The relative abundance and prevalence of bacterial antimicrobial resistance genes were higher in cattle at the heavy metal-affected farm than in cattle at the non-contaminated farm, she pointed out.

The data, published Nov. 16 in Frontiers in Microbiology, suggest that exposure to heavy metal contamination results in the selection of bacteria that have resistance genes to heavy metals, biocides and several drugs, Gaeta explained.

"We found that bacterial antimicrobial resistance genes are most readily detected in fecal samples," she said.

The link between heavy metal concentration in the environment and increased prevalence of antibiotic resistance in bacteria has been seen before, Ganda said. Known as "co-resistance phenomenon," it is characterized by the closeness between different types of resistance genes located in the same genetic element.

"As a result of this connection, the transfer of one gene providing heavy metal resistance, may occur in concert with the transfer of the closest gene, providing antibiotic resistance," she said. "Consequently, some resistance mechanisms are shared between antibiotics and heavy metals."

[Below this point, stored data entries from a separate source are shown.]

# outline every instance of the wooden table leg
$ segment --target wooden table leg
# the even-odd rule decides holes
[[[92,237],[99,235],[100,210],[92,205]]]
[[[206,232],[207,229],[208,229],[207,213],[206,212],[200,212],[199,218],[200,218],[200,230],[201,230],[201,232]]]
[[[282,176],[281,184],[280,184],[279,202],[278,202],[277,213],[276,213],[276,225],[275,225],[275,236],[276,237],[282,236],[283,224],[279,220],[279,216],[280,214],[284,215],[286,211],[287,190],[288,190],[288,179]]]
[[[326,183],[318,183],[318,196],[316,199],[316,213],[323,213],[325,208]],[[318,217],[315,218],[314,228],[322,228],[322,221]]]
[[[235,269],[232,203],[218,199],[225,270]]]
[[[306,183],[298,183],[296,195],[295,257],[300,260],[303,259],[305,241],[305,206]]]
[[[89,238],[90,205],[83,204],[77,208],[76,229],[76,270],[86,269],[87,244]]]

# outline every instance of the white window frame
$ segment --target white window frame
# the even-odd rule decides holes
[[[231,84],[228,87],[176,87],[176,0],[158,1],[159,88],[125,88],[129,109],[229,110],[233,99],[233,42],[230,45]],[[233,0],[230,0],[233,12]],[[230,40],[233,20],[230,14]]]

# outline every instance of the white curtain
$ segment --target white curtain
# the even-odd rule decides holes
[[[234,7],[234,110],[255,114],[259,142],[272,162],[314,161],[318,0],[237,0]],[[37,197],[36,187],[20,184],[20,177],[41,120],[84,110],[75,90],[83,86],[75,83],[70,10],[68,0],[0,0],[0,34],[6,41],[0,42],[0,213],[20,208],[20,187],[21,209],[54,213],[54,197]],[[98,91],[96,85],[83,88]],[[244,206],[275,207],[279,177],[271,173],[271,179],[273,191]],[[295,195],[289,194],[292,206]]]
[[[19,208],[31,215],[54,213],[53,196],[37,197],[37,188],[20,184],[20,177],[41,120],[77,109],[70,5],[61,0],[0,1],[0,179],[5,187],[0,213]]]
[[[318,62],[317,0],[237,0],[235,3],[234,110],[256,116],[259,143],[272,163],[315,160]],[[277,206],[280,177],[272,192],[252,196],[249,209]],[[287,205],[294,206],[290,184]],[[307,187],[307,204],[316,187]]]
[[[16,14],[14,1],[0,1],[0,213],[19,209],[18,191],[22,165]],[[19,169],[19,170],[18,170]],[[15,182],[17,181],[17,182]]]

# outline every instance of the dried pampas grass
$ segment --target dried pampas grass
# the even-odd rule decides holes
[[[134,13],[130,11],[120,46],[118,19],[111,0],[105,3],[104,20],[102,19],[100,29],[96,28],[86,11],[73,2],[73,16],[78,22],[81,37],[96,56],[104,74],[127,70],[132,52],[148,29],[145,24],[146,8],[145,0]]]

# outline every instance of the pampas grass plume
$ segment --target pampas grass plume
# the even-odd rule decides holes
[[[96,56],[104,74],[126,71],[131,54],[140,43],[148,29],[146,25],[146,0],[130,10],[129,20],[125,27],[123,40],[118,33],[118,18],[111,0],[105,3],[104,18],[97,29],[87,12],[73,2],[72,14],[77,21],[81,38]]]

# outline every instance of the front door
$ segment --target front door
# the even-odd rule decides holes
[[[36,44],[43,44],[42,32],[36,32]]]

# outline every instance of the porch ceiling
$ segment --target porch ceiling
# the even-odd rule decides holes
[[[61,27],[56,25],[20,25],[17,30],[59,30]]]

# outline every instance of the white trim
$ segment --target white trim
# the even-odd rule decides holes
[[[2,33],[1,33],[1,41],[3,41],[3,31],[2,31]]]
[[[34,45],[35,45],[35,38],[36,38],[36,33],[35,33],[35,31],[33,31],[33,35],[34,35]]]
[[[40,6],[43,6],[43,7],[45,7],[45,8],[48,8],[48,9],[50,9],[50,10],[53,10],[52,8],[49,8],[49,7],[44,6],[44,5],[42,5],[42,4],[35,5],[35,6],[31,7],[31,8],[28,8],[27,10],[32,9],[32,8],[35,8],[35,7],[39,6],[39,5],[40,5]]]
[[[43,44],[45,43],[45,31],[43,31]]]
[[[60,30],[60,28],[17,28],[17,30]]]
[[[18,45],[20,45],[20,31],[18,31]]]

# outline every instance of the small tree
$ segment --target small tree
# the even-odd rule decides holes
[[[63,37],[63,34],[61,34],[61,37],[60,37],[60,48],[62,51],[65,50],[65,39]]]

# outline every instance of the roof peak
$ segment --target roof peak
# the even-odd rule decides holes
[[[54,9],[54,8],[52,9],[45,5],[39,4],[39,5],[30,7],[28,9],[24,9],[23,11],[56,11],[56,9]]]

Ganda's research group in the Penn State College of Agricultural Sciences works with the One Health perspective, which focuses on the interaction between animals, people and the environment. She believes this research presents a good description of a One Health problem.

"In this Brazilian environmental disaster, not only were several people and animals killed by the devastating flood caused by the dam rupture, but the contamination persisted in the environment and made it into dairy cows; that could potentially pose another risk for humans," Ganda said. "If these animals are colonized, resistant bacteria could also make it to humans and colonize them through the food chain."

Also involved in the research at Penn State were Asha Marie Miles, postdoctoral scholar in the department of animal science, and Emily Bean, doctoral candidate in the Intercollege Graduate Degree Program in Integrative & Biomedical Physiology; as well as Daniel Ubriaco Oliveira Gonçalves de Carvalho, Mario Augusto Reyes Alema, Jeferson Silva Carvalho and Lilian Gregory with the University of Sao Paulo department of internal medicine, School of Veterinary Medicine & Animal Science.

This work was supported by the Sao Paulo Research Foundation, the Brazilian agency CAPES and the U.S. Department of Agriculture's National Institute of Food & Agriculture.